De courtes nouvelles dont les protagonistes sont l'usine elle-même et bien sûr les ouvriers : les ouvriers dans les transports en commun, les ouvriers en retard, les ouvriers le samedi soir, les ouvriers qui rêvent ou bien cauchemardent...

Ces évocations sont toutes vouées à dénoncer l'aliénation, l'asservissement des "masses laborieuses", la construction savamment orchestrée par la hiérarchie d'un individualisme se satisfaisant de la tâche accomplie "Malgré ces points communs qui devraient les unir, ils ne forment pas une classe sociale homogène. Ils ne sont qu'une addition, un entassement d'individus avides d'heures supplémentaires. Ils se côtoient, se croisent, parfois même se parlent, mais ils ne s'entendent pas, ils ne se comprennent pas. Ils se connaissent, mais ne se fréquentent pas. 

"Dis, Paul, tu peux me donner un coup de main ? 

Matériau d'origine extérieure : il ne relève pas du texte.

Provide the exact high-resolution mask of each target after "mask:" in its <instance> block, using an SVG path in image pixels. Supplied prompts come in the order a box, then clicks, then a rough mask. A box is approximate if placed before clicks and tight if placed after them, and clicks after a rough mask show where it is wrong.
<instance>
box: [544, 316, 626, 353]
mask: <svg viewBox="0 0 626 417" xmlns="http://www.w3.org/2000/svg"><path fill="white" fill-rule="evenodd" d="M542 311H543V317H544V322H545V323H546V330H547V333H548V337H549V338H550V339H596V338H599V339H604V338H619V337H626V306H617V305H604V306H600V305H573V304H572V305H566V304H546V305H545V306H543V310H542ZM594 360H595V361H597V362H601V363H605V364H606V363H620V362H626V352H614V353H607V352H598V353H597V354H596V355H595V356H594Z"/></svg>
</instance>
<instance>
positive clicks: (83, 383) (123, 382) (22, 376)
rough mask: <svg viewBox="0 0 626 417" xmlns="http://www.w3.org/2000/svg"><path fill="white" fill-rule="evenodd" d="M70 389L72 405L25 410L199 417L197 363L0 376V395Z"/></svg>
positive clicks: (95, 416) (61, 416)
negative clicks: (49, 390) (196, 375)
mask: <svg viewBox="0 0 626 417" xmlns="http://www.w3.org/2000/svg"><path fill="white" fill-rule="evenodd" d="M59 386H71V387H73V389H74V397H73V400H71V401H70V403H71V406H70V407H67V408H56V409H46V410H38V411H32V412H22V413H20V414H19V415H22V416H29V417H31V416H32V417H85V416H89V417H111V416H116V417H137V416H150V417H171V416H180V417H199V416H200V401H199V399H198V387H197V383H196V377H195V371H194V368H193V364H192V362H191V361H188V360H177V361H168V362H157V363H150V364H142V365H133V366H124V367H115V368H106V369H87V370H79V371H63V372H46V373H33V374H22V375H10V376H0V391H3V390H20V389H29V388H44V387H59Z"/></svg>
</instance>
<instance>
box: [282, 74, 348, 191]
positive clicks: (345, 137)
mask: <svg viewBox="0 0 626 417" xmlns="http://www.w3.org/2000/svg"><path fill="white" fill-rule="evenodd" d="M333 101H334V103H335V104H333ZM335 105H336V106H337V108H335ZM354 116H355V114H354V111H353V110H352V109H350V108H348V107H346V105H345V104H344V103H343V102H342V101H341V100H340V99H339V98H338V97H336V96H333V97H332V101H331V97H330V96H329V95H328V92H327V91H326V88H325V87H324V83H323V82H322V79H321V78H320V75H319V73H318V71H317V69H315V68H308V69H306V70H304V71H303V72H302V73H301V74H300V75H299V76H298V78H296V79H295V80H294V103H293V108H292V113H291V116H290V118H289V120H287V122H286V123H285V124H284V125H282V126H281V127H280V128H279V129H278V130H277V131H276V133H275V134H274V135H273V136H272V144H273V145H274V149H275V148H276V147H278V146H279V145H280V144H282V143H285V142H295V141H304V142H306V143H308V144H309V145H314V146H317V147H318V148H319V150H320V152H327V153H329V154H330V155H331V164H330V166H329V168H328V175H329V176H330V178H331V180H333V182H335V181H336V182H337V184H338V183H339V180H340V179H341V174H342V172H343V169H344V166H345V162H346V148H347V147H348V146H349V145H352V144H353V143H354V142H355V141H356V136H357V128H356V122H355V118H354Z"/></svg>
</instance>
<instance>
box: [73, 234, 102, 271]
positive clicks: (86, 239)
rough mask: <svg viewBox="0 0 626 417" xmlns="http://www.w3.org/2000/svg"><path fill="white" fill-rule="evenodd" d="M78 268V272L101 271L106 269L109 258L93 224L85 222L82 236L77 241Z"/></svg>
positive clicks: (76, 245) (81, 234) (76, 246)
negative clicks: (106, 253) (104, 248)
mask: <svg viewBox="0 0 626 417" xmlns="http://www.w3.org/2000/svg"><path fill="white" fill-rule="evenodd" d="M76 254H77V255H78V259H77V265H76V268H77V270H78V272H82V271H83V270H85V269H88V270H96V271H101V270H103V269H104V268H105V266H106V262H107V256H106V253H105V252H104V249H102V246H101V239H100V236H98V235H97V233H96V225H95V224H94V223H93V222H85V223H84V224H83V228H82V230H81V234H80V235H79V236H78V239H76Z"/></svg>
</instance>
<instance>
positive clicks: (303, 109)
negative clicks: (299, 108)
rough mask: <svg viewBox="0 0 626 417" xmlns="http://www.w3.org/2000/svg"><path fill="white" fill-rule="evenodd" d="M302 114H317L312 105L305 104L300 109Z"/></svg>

- Mon cul ! Démerde-toi tout seul, j'ai autre chose à faire." page 107,

Yves le Manach dénonce la vente du rêve de la société de consommation qui vaudrait tous les sacrifices, mais aussi l'espoir, l'espoir d'y échapper, celui de tomber amoureux et pourquoi pas de la jolie blonde aux yeux verts...
Après un samedi soir trop arrosé, "La gueule de bois, la gueule de travers, la mémoire au ralenti qui laisse filtrer peu à peu les souvenirs de la veille. Elans de pudeurs. Cette pudeur qui comme un reptile se love contre le sternum, du côté du coeur. "Ce n'est pas vrai, ce n'est pas moi qui ai raconté toutes ces conneries, ce n'est pas possible." Se retournant dans leur lit, ils tirent la couverture sur leur tête et ferment les yeux. (...) Ne parlons pas de ceux qui, enfermés dans leur tour de béton ou leur petit pavillon avec leur conjointe et leur deux enfants, un garçon et une fille, qui marchent bien à l'école, s'abrutissent dans un face à face désespéré avec leur poste de télévision.

Ceux qui ne subissent pas l'épreuve du bistrot du samedi soir ne peuvent pas savoir s'il leur reste ou non de la pudeur." pages 71, 72.

Le choix de raconter au présent, de choisir une désignation impersonnelle comme "ils", celui-là", "nous"... renforce pourtant l'impression d'un groupe social, d'une masse, qui, confrontée aux mêmes difficultés, aux mêmes craintes, aux mêmes soucis, peine à vivre.